Over the past three years (from 2013 to 2015), the IGA has supported the revival of traditional Moravian music in the communities of the North Coast of Labrador – Nain, Hopedale, Makkovik, Postville and Rigolet.

With a generous grant from the Grenfell Association in each of these years, the Nunatsiavut Brass Band held its first workshop in August 2013 in Hopedale. For a full week more than two dozen aspiring brass band members from five Nunatsiavut communities worked with three facilitators provided by Memorial University. It was an inspiring experience for all involved. The closing night’s concert in Hopedale’s historic church became for the entire community a glimpse back into a deeply emotional part of their culture that was coming back to life. The momentum sailed forward and last Christmas brass bands sounded again in Hopedale, Makkovik and Nain for the first time in two decades. An on-line community and a Facebook page kept band members in touch and provided video-conferenced “tune-ups” for band members as the musically important season of Easter approached.

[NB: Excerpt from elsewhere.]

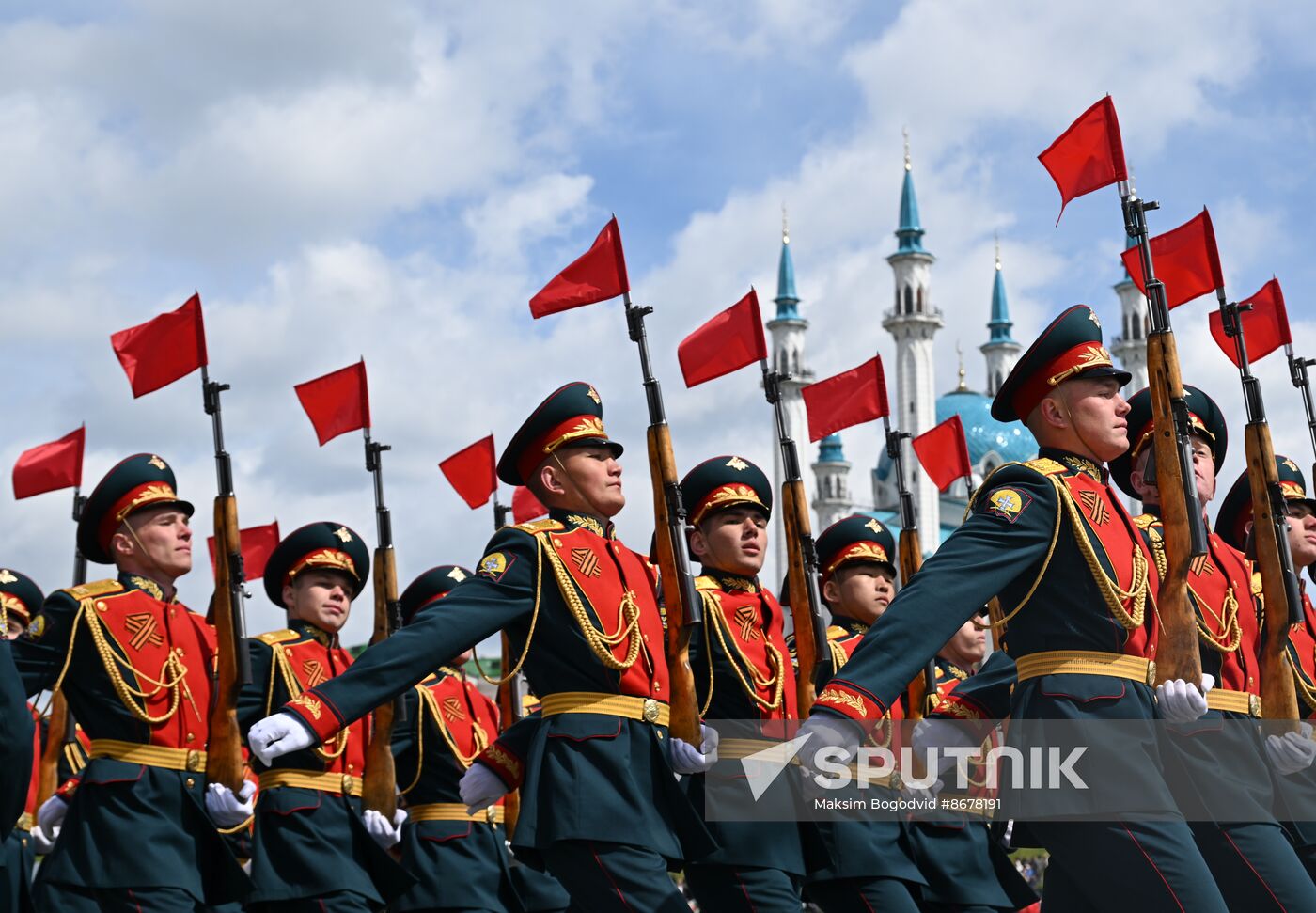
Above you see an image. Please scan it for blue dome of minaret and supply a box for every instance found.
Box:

Building further on that momentum Tittulautet Nunatsiavuttini returned to IGA with a funding request for a second annual workshop which was held in Nain early in July of 2014. It was another huge success with both returning musicians and new ones joining the workshop. A particularly touching part of this year’s workshop were the home visits that the band undertook. Over a period of two days, the band visited the homes of twenty-seven elders in Nain, serenading them with the rich four-part harmonies of Jesus Tessiunga (Now Thank We All Our God) and other beloved hymns. As with the first workshop, the Nain-based OkâlaKatiget Society recorded many of the week’s activities and has been broadcasting the sounds of the new brass bands across Nunatsiavut. The OK Society also produced a two-part documentary video on the brass band revival which was to be aired nationally on the Aboriginal People’s Network (APN).